Sustentabilidade corporativa 2025: um olhar estratégico

Artigo publicado como integrante do CQC de ESG.

Em 2025, a sustentabilidade corporativa se firmou como geradora de valor: entre as 500 maiores empresas, 78% atrelam parte da remuneração executiva a metas ESG, 65 % possuem comitês de sustentabilidade e, entre aquelas que adotam essa governança desde a década de 1990, observou-se, em média, um aumento de 12% de receita em relação ao setor e uma redução de 8% nos custos ao longo de cinco anos. No campo regulatório, a IFRS S2, em vigor desde janeiro de 2024, passou a exigir divulgação de riscos climáticos por mais de 20.000 empresas em 50 jurisdições; a CSRD ampliou de 11.000 para 50.000 o número de declarantes na UE em um ano; e, no Brasil, a Resolução CVM 193/2023 obrigou 300 empresas listadas a adotarem padrões internacionais, aumentando em 40% a transparência de seus indicadores ESG.

A economia circular avança rapidamente: atualmente, 60% das indústrias de manufatura já implementaram ao menos um modelo de logística reversa, e cerca de 30% dos materiais usados são provenientes de fontes recicladas ou reutilizadas. Estudos mostram que processos de produção com ciclo fechado de materiais geram, em média, uma economia de 15% no consumo de recursos e reduzem em 18% as emissões de gases de efeito estufa.

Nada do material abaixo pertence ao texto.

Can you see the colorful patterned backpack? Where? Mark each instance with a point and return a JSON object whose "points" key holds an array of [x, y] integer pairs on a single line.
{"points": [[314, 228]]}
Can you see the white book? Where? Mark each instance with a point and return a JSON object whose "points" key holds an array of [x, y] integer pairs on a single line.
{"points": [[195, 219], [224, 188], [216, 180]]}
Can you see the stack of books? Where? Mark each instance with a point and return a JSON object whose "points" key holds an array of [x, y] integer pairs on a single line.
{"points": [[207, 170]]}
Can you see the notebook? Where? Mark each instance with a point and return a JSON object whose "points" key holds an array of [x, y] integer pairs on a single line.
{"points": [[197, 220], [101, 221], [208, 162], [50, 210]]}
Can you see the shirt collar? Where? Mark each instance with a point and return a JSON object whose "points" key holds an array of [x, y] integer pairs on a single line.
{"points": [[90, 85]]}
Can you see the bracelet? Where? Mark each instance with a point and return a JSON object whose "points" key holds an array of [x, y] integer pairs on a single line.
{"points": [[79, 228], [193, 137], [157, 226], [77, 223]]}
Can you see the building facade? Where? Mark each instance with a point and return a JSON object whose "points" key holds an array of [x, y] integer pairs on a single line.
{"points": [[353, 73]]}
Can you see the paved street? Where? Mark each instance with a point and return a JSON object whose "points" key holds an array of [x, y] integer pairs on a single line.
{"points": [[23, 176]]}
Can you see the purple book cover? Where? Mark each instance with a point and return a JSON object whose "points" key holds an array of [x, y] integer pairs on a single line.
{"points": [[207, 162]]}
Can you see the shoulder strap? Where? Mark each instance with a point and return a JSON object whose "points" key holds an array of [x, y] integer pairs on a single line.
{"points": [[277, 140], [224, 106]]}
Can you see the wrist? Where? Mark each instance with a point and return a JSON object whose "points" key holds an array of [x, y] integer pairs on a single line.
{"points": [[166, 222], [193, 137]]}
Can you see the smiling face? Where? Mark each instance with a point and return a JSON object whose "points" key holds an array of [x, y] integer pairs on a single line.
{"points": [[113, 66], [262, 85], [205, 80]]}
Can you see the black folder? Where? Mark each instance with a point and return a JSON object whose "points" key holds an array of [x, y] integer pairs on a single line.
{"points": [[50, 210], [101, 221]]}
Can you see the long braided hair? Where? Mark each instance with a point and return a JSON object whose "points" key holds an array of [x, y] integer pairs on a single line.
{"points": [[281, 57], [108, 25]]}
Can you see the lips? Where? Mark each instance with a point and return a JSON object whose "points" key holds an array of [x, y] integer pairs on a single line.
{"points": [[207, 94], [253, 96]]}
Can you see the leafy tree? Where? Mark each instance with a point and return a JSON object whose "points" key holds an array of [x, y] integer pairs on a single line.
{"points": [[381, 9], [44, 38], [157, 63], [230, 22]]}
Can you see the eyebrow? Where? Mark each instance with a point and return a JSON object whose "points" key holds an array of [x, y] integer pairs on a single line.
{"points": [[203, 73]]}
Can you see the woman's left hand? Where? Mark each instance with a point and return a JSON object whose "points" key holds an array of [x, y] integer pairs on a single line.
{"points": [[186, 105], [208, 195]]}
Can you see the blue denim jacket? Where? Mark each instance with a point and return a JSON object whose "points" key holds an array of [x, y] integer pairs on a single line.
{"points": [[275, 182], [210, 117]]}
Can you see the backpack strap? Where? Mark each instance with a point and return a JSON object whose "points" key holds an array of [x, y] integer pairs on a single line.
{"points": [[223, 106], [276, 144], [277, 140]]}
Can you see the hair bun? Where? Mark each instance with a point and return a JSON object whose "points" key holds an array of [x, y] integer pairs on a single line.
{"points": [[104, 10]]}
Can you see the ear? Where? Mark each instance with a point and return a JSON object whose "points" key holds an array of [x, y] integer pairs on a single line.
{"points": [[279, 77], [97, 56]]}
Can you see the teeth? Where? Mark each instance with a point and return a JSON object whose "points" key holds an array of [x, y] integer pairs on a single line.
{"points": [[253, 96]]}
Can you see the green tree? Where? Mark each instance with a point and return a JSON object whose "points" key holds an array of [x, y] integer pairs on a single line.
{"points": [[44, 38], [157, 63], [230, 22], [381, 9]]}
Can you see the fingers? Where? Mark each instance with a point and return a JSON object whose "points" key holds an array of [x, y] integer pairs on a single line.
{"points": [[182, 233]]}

A biodiversidade ganhou peso estratégico. Mais de 320 organizações em 46 países comprometeram-se com as diretrizes da Taskforce on Nature-related Financial Disclosures (TNFD), avaliando impactos e dependências em todas as suas cadeias de valor. Estima-se que 24% da receita global esteja em risco por degradação ambiental, o que levou empresas de setores como agrícola e farmacêutico a investirem até 5% do seu orçamento anual em programas de restauração de ecossistemas e proteção de habitat.

No campo tecnológico, cerca de 70% das grandes corporações já utilizam ferramentas de inteligência artificial para monitorar em tempo real indicadores ESG, realizando due diligence automatizada em fornecedores e gerando relatórios em minutos. Plataformas baseadas em blockchain garantem a rastreabilidade de materiais críticos, assegurando que 40% dos minerais usados em processos de alta complexidade tenham origem comprovadamente sustentável.

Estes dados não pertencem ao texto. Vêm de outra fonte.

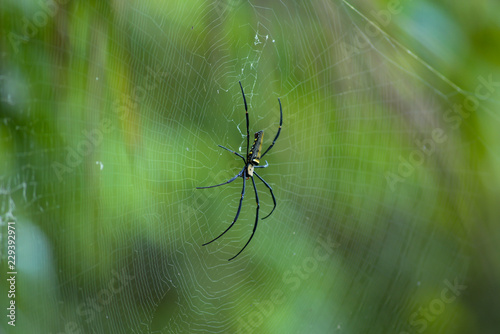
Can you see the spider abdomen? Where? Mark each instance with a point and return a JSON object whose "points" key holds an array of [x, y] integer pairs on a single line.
{"points": [[254, 154]]}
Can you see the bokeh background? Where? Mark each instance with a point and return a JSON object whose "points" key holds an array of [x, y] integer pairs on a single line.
{"points": [[386, 172]]}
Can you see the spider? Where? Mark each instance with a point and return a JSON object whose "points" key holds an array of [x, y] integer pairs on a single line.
{"points": [[251, 163]]}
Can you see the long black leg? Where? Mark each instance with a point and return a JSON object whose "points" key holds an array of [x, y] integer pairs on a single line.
{"points": [[256, 219], [237, 212], [279, 130], [233, 152], [271, 190], [217, 185], [246, 115]]}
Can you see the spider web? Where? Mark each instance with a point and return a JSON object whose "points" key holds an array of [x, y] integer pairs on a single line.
{"points": [[111, 116]]}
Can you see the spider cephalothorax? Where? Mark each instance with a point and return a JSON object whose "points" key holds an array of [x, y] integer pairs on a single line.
{"points": [[252, 161]]}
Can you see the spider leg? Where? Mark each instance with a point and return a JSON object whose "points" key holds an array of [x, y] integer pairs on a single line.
{"points": [[279, 130], [246, 115], [265, 166], [237, 213], [217, 185], [256, 219], [233, 152], [271, 190]]}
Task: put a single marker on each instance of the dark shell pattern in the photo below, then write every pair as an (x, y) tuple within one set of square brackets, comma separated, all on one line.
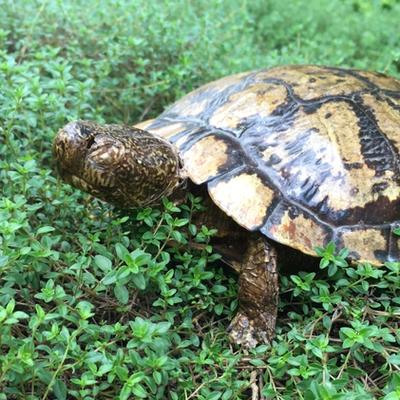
[(304, 154)]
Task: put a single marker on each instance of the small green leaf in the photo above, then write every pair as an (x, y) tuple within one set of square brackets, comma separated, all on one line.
[(121, 293)]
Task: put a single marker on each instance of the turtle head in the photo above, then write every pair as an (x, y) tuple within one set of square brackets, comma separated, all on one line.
[(120, 164)]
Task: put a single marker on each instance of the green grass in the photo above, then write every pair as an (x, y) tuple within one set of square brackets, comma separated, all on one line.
[(93, 304)]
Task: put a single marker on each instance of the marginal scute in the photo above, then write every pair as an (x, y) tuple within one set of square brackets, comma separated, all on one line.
[(259, 99), (388, 118), (310, 82), (291, 226), (244, 197), (382, 81), (365, 244)]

O mercado financeiro vinculou-se de forma decisiva aos critérios ESG: hoje, cerca de 45% do capital sob gestão mundial (aproximadamente US$ 40 trilhões) adota esses padrões, e, em 2024, foram captados US$ 350 bilhões em “green bonds” e “sustainability-linked bonds”, “representam um crescimento de 25%”. Investidores institucionais passaram a exigir que ratings ESG tenham o mesmo peso que o rating de crédito, e 90% das agências já incorporam indicadores ambientais e sociais em suas avaliações.Esse movimento demonstra que empresas que internalizam práticas sustentáveis — do reporte climático à preservação da biodiversidade, passando por economia circular e inovações digitais — não só cumprem obrigações regulatórias, mas também ampliam margens, facilitam o acesso a recursos e fortalecem sua resiliência, beneficiando-se, ainda ,da preferência de 85% dos consumidores por marcas responsáveis.